Relationships between Muscat and Oman were relatively peaceful until 1945 when news broke out that Imam Alkhalili was ill. Sultan Said bin Taimur expressed his interest to the British government in occupying the Imamate right after the death of the Imam and take advantage of potential instability that may occur within the Imamate when elections were due. Following the death of Imam AlKhalili, Imam Ghalib Alhinai was elected in 1954. The entry and occupation of Fahud on 25 October 1954, an area located within the interior of Oman, by the Muscat Infantry led by Lieutenant Colonel Coriat was considered by the Imamate to be a breach to the Treaty of Seeb, which triggered the Jebel Akhdar War. In 1955 Sultan Said bin Taimour occupied the capital, Nizwa. Saudi Arabia, following the Buraimi Dispute, Egypt and Iraq supported the Imamate's cause. The brother of the new Imam, Sheikh Talib bin Ali Alhinai, who fled to Saudi Arabia then Egypt, gradually restarted the Jebel Akhdar rebellion and eventually re-joined his followers in Oman. Following direct intervention by the British forces, including the Royal Air Force and Special Air Service, the war ended in 1959 with the defeat of the rebels and the exiling of the leaders to Saudi Arabia.

==Text==

This is what has been agreed upon in the settlement between the Government of the Sultan Saiyid Taimur bin Faisal and Shaikh Isa bin Salah bin Ali Al-Harthi on behalf of the Omanis who sign their names here through the mediation of Mr. Wingate, I.C.S Political Agent and his Britannic Majesty's Consul, Muscat, who is authorised by his Government in this respect to be a mediator between them. The conditions are stated as follows. Four of them concern the Government of the Sultan and four of them concern the Omanis. What concern the Omanis are these.

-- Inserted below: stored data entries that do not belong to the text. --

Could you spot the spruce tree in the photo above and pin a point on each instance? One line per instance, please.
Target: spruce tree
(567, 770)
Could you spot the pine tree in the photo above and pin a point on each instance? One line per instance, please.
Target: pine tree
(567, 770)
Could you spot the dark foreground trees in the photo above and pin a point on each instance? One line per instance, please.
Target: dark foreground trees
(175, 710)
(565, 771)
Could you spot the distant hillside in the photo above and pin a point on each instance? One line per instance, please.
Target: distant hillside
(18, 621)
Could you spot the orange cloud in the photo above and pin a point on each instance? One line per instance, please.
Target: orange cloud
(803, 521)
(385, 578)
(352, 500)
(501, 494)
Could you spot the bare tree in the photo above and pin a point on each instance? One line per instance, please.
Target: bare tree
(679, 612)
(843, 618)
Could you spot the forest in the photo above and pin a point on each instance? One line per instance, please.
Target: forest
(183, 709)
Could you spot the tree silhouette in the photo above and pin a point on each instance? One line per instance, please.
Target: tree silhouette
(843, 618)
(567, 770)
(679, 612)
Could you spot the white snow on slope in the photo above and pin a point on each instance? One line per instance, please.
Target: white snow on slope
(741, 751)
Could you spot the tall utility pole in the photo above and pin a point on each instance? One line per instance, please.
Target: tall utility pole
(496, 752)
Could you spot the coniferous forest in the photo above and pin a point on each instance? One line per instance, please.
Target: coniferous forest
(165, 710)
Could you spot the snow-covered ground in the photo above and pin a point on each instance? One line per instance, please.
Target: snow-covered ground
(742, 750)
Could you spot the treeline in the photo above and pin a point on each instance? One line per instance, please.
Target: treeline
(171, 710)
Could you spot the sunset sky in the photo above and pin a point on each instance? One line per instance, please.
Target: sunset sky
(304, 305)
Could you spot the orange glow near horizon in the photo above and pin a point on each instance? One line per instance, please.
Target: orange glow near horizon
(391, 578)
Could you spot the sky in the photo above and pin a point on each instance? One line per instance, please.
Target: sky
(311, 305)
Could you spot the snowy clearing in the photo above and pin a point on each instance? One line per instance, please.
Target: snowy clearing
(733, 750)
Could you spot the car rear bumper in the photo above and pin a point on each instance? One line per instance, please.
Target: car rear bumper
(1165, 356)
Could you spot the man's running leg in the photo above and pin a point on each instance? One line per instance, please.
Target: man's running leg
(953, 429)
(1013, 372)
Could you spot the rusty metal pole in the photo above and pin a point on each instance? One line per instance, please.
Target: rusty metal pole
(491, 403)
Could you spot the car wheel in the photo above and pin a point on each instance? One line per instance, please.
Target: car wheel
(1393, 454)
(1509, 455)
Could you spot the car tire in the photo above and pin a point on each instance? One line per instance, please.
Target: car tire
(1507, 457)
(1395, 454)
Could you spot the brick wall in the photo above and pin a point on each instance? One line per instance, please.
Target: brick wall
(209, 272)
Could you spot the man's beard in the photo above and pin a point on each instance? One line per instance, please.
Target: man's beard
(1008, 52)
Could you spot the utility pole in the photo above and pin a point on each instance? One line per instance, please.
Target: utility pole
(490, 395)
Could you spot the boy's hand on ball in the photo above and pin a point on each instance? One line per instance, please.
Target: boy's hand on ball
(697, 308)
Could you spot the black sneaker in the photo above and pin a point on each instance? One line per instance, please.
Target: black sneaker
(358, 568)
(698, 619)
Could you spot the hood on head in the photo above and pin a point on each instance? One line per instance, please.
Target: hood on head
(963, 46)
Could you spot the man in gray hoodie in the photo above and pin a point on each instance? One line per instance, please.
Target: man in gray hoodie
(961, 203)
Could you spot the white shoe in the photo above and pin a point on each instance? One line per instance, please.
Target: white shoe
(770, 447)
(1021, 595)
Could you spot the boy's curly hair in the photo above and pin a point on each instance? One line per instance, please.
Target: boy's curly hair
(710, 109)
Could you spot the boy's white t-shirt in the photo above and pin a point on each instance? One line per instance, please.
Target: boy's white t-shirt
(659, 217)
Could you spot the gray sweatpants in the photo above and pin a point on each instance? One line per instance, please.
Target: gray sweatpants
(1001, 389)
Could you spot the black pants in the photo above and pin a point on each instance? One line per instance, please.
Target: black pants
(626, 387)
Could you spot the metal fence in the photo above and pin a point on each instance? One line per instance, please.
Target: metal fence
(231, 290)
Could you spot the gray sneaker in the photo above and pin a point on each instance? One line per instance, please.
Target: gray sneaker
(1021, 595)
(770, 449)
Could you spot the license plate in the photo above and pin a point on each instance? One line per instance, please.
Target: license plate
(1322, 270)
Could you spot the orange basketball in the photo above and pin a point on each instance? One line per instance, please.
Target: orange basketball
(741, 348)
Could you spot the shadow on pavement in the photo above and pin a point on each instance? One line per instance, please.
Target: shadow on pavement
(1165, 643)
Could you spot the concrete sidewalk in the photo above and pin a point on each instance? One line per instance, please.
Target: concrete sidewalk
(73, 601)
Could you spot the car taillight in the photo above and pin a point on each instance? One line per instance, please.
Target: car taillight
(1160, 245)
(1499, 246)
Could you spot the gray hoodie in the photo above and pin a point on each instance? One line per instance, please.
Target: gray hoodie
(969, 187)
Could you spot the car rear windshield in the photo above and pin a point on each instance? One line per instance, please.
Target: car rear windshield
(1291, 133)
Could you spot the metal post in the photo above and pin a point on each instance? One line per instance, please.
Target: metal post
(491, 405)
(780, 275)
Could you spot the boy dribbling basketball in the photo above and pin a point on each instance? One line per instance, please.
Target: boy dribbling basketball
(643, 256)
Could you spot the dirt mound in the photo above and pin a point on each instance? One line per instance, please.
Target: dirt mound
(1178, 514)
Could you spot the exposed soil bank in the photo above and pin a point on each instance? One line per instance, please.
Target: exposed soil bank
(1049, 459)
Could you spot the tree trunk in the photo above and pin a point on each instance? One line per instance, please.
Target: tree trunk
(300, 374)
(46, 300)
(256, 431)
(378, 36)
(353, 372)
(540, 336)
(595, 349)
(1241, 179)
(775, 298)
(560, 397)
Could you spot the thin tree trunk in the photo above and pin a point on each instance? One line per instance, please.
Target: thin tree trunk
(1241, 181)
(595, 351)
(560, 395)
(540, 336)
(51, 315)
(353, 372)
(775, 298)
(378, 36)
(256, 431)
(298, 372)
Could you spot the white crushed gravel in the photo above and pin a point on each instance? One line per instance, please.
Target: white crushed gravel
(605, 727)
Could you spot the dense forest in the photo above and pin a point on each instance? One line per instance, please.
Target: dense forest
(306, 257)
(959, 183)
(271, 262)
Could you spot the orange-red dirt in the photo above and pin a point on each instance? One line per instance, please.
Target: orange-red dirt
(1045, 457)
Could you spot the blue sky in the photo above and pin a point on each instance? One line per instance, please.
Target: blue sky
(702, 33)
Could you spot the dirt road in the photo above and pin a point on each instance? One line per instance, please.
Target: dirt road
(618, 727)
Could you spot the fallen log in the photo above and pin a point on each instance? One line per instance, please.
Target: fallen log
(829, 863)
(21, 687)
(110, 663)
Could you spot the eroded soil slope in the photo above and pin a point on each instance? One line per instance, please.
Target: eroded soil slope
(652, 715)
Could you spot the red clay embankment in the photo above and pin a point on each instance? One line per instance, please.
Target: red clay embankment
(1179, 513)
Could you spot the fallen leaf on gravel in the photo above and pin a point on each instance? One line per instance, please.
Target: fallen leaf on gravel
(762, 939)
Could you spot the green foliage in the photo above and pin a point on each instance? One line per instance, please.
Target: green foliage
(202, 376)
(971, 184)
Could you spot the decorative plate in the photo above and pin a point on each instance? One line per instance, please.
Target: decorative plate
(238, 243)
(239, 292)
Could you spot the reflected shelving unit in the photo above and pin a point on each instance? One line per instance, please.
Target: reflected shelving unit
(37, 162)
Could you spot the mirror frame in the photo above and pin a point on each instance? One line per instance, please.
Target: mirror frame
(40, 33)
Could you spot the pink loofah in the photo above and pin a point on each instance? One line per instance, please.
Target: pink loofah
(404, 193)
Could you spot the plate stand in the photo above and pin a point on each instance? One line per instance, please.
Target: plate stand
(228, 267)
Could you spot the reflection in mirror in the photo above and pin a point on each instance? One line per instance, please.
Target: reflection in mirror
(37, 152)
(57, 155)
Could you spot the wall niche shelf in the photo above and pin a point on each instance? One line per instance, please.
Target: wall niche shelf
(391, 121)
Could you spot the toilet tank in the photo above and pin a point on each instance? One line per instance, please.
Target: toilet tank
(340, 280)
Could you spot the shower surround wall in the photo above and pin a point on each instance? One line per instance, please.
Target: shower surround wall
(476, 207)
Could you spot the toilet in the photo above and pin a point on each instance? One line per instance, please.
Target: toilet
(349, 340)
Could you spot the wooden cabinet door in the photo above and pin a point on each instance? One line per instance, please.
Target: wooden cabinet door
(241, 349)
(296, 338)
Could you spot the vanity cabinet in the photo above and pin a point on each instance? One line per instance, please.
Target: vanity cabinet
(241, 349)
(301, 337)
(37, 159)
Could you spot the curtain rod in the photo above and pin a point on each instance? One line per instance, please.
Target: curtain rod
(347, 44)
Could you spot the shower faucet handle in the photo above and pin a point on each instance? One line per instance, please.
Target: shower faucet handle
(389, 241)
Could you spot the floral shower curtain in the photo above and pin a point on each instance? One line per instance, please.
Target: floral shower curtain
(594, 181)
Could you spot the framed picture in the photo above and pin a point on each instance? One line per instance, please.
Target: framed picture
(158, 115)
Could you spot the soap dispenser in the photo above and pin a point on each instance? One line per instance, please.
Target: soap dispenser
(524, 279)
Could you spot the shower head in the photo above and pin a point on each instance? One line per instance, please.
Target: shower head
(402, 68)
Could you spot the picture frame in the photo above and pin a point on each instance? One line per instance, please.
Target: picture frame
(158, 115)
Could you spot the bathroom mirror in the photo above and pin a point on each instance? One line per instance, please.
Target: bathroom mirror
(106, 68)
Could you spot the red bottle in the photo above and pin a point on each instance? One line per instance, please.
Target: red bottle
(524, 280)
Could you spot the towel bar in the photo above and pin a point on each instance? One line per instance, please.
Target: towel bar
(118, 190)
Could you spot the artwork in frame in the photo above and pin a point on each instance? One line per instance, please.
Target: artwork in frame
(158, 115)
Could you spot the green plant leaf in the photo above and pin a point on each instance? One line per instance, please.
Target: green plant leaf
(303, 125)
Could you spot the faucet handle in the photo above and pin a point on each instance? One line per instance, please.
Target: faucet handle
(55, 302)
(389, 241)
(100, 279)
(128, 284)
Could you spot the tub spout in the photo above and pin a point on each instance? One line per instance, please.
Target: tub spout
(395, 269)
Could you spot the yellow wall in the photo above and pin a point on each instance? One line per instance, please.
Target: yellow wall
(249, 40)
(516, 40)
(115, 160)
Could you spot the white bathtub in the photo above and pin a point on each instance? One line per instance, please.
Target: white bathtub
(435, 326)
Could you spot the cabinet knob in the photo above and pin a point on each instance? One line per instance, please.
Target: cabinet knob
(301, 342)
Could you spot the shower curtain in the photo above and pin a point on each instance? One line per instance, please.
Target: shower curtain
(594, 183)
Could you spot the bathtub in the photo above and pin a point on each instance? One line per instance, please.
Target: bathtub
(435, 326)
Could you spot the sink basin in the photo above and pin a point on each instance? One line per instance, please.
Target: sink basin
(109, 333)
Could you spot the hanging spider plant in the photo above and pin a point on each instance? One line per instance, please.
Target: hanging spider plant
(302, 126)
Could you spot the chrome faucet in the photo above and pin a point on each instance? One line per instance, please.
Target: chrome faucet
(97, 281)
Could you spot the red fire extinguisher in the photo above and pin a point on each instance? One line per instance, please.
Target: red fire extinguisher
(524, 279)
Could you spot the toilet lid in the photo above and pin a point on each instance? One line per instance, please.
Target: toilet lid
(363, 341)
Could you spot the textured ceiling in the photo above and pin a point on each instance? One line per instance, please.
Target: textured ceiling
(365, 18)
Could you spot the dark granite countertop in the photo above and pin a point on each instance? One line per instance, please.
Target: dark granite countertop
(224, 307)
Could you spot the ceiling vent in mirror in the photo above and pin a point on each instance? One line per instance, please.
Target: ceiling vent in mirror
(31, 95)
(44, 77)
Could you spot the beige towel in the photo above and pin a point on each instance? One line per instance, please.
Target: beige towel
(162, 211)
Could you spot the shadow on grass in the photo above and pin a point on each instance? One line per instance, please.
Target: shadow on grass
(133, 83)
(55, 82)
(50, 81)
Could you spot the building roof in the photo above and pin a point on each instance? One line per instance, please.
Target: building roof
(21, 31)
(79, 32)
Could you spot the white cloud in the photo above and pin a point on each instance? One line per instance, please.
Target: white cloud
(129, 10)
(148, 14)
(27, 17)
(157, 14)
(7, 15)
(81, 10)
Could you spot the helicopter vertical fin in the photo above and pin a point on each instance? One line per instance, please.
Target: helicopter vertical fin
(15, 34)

Firstly. On all commodities brought from Oman of all kinds to Muscat, Matrah, Sur and all the coast towns nothing more should be taken than 5 percent.

Secondly. For all the Omanis there should be safety and freedom in all the coast towns.

Thirdly. All restrictions on entry to and exit from Muscat, Matrah and all the coast towns should be removed.

Fourthly. The Sultan's government should not protect criminals who flee from the justice of the Omanis and that they may be returned to them if asked for and that the Sultan's Government should not interfere in their internal affairs.

The four which concern the Government of the Sultan are stated as follows:-

Firstly. All the tribes and Shaikhs should remain in peace and amity with the Government of the Sultan and that they should not attack the coast towns and should not interfere in his Government.

Secondly. All travellers to Oman on their lawful business should be free and there should be no restrictions on trade and travellers should be safe.

Thirdly. All criminals and evil men who flee to them should be turned out and should not be protected.

Fourthly. The claims of merchants and others against the Omanis should be heard and decided as is just according to the Sharah.

Written at Sib on the eleventh day of Moharram one thousand three hundred and thirty nine Hijrah, corresponding to twenty fifth day of September one thousand nine hundred and twenty.